Written by 12:53 Design, Sap!ens

Il valore (economico) del progetto

Da troppo tempo, ormai, dobbiamo confrontarci con committenti che non capiscono quale sia il reale valore della progettazione.
A cosa è dovuto questo atteggiamento verso i progettisti?

Da troppo tempo, ormai, dobbiamo confrontarci con committenti che non capiscono quale sia il reale valore della progettazione.
A cosa è dovuto questo atteggiamento verso i progettisti?

Non voglio dare facili soluzioni a questa questione, ma credo che, volendo indagare le radici della situazione attuale, dovremmo tutti, in maniera critica, guardare a quello che è successo dagli anni ’60 ad oggi. Il progettista, negli anni ’50 e ’60, aveva una posizione di tutto rispetto che è andata via via degradandosi a causa del repentino aumento del “pressapochismo” dei progettisti stessi. Abbiamo, infatti, assistito alla completa distruzione della cultura progettuale attraverso la demolizione sistematica delle sturtture formative, abbiamo accettato l’appiattimento culturale senza contrapporvi una sana ricerca critica che avrebbe potuto ridare alla progettazione, il giusto valore. Ci siamo allineati, insomma, avendo come riferimento una asticella troppo bassa, così bassa che molti progetti e molti progettisti non erano definibili tali, ma semplici disegnatori, che hanno iniziato a svalutare i progetti.
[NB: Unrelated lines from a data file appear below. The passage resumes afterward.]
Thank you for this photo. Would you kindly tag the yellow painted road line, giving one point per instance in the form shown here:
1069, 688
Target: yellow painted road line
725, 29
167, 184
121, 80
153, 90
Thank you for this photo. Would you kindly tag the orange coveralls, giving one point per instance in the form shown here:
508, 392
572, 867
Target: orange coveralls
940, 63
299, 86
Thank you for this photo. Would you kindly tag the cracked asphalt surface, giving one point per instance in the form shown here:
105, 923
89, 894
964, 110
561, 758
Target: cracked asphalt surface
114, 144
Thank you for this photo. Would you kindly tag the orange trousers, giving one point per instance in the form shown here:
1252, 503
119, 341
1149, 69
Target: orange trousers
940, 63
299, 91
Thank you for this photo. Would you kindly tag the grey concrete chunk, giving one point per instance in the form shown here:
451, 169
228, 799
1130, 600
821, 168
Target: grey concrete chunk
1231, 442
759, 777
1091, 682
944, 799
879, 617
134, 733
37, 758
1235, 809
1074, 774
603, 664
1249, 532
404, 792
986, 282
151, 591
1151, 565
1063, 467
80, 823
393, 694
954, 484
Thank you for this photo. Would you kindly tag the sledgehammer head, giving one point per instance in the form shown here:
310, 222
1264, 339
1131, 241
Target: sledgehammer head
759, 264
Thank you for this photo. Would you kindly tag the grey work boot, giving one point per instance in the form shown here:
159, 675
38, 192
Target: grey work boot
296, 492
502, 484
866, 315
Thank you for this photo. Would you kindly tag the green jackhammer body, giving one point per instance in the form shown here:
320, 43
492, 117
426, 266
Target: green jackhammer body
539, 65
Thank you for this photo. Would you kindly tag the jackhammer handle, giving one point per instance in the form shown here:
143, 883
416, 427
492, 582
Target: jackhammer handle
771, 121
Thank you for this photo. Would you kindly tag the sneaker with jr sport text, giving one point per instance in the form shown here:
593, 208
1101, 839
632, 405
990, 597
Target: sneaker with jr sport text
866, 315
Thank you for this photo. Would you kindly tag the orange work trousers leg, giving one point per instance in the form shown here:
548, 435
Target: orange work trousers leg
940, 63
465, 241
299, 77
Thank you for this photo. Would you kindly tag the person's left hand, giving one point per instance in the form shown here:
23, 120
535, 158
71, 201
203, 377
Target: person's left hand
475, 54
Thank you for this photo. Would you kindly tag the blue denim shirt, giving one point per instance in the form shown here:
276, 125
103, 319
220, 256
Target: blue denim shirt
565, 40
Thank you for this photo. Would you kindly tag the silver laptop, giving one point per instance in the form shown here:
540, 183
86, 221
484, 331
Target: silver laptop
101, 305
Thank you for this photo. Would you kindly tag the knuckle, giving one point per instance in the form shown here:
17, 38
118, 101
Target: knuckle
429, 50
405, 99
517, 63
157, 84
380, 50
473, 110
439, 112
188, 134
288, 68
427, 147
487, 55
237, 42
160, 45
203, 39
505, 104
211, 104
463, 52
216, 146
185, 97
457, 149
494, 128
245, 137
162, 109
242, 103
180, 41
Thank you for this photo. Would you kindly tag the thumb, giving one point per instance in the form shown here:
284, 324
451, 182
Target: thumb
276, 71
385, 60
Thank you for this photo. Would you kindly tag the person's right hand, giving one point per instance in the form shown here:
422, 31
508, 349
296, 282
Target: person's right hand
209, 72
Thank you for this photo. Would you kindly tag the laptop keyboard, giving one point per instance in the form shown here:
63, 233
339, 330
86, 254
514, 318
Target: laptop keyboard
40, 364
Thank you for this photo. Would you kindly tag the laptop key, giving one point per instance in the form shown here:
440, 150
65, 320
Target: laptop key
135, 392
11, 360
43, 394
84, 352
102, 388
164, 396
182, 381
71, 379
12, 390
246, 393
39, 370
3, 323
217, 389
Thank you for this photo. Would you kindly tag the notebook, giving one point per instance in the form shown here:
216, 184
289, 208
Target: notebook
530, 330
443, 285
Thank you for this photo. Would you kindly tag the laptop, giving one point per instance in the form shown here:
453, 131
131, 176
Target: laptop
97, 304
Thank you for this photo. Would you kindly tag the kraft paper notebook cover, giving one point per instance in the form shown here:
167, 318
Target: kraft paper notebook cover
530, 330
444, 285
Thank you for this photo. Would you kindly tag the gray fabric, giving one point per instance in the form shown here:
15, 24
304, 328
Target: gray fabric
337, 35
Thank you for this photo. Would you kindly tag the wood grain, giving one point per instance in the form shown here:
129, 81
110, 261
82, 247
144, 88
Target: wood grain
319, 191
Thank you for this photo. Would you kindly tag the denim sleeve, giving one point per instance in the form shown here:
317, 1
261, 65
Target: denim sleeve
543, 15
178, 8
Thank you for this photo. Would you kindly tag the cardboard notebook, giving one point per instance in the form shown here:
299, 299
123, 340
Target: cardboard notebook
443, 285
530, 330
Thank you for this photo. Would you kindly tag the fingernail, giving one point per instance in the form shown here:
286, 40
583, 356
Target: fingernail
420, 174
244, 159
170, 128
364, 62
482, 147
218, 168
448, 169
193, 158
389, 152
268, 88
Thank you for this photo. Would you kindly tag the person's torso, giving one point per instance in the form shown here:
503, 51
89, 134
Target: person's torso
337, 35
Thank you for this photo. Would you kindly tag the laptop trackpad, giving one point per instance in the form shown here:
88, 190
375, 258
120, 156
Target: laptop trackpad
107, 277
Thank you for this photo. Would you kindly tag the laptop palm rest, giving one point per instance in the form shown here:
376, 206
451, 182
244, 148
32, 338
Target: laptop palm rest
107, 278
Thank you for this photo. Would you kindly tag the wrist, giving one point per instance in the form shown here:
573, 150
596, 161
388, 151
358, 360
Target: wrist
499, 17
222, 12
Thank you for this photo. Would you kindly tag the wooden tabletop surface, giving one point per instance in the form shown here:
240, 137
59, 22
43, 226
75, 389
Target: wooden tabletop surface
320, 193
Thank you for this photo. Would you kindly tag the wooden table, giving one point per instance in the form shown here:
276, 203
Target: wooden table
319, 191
Questa svalutazione culturale (faccio questo perché è carino o perché va di moda) ha portato ad una successiva percezione errata da parte dei committenti.

Se le motivazioni che un progettista porta sono motivazioni o ricerche “esili”, informazioni cui tutti possono accedere, perché dovrei chiamare un progettista o pagargli quanto chiede? Se le scelte sono guidate solo dalla moda del momento o da un gusto mio o del committente, questo si sentirà nel giusto quando mi chiderà di “fargli un disegnino”!

A questa visione si affianca, a mio parere, il disfacimento degli enti di formazione che, alla ricerca di sacri Graal e di teorie universali, hanno completamente distolto gli allievi dal vero valore culturale del progetto, evitando sperimentazioni ed assoggettandoli a vecchie teorie progettuali, ottenendo un doppio risultato negativo: progetti che richiamavano stili o altri progetti (stilismo) e l’incapacità dei nuovi progettisti di sviluppare una propria capacità di discernimanto sullo stato dell’arte e della cultura.

Non faccio di certo di tutta l’erba un fascio, ma, se considerate il numero di architetti e designer che ogni anno si laureano o si formano nelle strutture italiane e provate ad immaginare quanti di questi fanno davvero il lavoro del progettista, inteso anche come ricercatore, come cultore della materia e del progetto, vi renderete facilmente conto che rimane un numero esiguo di “geniali pazzi” che, grazie ad una enorme passione, riescono a portare avanti il loro percorso a volte fregandosene di tutto il resto.

Non ci sono facili soluzioni, come stavo dicendo, ma, di certo, dovremmo ricominciare a dare più spazio a chi studia progettazione, mettendoci accanto a loro, senza spingerli sui nostri binari, ma lasciandoli liberi di confrontarsi tra loro e con chi già da tempo lavora nel campo, ma in un confronto equo, capace di stimolare una nuova visione e quindi un nuovo valore del progetto, che sia più vicino all’oggi che a “ieri”, fino a farlo protendere verso il domani.

Solo dopo che i progettisti capiranno quanta importanza riveste il buon progetto nella società e quanta cura e dedizione ci vuole per redigerlo, si potrà ripalare del valore del progetto e del rapporto con la committenza.